For Task 3 you need to answer the following questions:
A. What is the most frequent word in this file with what frequency? (5 points)
B. How many times the word “mindless” appears in the file? (5 points)
C. Each tweet chunk is between |******************** chunk
********************| identifiers. how many tweet chunks are there in this
file? (5 points)
Input format: (We will use the following command to execute your code)
Param: input_file_name: the name of the input file (tweets), including file path
Param: output_file_name: the name of the output JSON file, including file path
Output format:
IMPORTANT: Please strictly follow the output format since your code will be
graded automatically.
a. The output for Questions B/C will be a number. The output for Question A would
be the most frequent word followed by its frequency as shown in Figure 4.
b. You need to write the results in the JSON format file. You must use exactly the
same tags (see the red boxes in Figure 4) for answering each question.
Figure 4: JSON output structure for task3.
5. Grading Criteria
Perfect score for this assignment is 50 points.
Assignment Submission Policy
Homework assignments are due at 11:59 pm on the due date and should be submitted in
Blackboard.

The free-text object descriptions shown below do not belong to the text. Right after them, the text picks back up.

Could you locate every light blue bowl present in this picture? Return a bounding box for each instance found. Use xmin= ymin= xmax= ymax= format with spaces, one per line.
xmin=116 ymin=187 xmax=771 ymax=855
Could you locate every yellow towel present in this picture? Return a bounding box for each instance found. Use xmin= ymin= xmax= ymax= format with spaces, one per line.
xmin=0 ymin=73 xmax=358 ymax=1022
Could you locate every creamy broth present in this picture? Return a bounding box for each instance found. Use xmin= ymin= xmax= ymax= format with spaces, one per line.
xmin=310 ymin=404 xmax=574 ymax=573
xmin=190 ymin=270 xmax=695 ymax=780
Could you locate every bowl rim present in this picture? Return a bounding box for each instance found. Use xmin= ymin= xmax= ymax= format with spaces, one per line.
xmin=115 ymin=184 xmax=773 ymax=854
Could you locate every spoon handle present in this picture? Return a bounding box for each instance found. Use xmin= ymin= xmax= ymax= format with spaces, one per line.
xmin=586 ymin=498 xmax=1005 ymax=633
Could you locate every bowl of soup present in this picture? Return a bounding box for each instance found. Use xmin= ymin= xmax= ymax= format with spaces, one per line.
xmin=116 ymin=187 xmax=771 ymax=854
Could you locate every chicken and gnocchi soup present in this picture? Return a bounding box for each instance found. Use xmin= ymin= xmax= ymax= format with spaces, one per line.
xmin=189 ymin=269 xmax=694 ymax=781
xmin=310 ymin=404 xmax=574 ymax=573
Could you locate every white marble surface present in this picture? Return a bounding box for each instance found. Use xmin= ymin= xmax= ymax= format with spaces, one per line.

Every student has FIVE free late days for the homework assignments. You can use
these five days for any reason separately or together to avoid the late penalty. There will be no
other extensions for any reason. You cannot use the free late days after the last day of the class.
You can submit homework up to one week late, but you will lose 20% of the possible points for
the assignment. After one week, the assignment cannot be submitted.
(% penalty = % penalty of possible points you get)
1. You can use your free 5-day extension separately or together.
2. If we cannot run your programs with the command we specified, there will be 80% penalty.
3. If your program cannot run with the required Python/Spark versions, there will be 20%
penalty.
4. If our grading program cannot find a specified tag, there will be no point for this question.
5. If the outputs of your program are unsorted or partially sorted, there will be 50% penalty.
6. If the header of the output file is missing, there will be 10% penalty.
7. We can regrade on your assignments within seven days once the scores are released. No argue
after one week. There will be 20% penalty if our grading is correct.
8. There will be 20% penalty for late submission within a week and no point after a week.
9. There will be no point if the total execution time exceeds 15 minutes.